Support Questions

Find answers, ask questions, and share your expertise

HiveStreaming or Hive JDBC.

What is the advantage of hive-streaming over hive-jdbc. If we do batch in jdbc what extra advantage hive-streaming has over hive jdbc



Hi @PremKumar Karunakaran

I believe the primary advantage of hive-streaming is that the data is available for query much more quickly allowing for more up to date analysis.

Please see the Hive Streaming wiki page for more info.

Expert Contributor

The advantages depend on your particular use case. If you use a single SQL Insert over JDBC to add a large batch once an hour, for example vs streaming API to do the same - there won't be any advantage. If you have batches that you want to insert every minute, for example, then streaming will be much better. Generally, if your data is available as a continuous stream, streaming will allow you to land it in the target table at very small time intervals and make it immediately visible to readers. The same can't be done efficiently with JDBC.

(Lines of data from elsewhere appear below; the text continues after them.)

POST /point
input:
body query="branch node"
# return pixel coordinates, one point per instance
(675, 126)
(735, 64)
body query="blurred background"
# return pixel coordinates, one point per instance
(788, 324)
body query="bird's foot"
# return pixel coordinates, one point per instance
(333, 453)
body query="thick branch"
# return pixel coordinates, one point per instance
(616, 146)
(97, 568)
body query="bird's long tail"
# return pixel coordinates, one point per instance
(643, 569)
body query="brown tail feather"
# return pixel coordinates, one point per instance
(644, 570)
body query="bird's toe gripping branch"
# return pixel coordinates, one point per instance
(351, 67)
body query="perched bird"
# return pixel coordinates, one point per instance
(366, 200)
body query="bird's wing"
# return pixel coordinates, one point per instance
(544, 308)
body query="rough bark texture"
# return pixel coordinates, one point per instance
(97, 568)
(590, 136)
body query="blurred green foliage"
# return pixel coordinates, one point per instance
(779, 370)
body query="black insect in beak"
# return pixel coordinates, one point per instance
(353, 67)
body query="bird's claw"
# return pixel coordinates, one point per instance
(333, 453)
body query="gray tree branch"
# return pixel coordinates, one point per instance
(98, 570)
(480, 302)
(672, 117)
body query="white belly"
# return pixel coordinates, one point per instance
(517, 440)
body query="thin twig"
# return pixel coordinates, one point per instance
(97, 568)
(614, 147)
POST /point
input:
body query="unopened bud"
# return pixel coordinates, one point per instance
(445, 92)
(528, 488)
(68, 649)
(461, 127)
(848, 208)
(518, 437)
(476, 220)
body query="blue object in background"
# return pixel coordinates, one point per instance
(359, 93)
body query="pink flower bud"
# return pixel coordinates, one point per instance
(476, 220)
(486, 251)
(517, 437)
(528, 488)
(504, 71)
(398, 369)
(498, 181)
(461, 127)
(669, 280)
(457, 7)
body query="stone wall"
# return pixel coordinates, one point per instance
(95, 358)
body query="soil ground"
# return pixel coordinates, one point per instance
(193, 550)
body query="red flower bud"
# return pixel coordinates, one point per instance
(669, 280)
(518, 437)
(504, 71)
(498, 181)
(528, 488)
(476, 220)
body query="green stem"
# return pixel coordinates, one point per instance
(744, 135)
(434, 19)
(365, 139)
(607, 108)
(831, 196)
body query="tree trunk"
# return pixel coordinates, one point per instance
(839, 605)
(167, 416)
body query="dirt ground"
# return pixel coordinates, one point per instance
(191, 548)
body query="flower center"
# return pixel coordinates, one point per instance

Streaming API has been integrated with NiFi, Flume and Storm - so there are tools for ingesting event streams into Hive vs the build-it-youself JDBC approach.

Is streaming API integrated with Spark. When we tried to use HiveEndPoint classes within a spark context, many weird class loader issues have come up.

@Eugene Koifman We have tested with Hive JDBC and Hive streaming. The behavior seems to be same when we do compaction along with Hive JDBC. If we do compaction then we don't see much difference between these two. It would be of great help if you could share more details of the advantages of Hive streaming compared to Hive JDBC.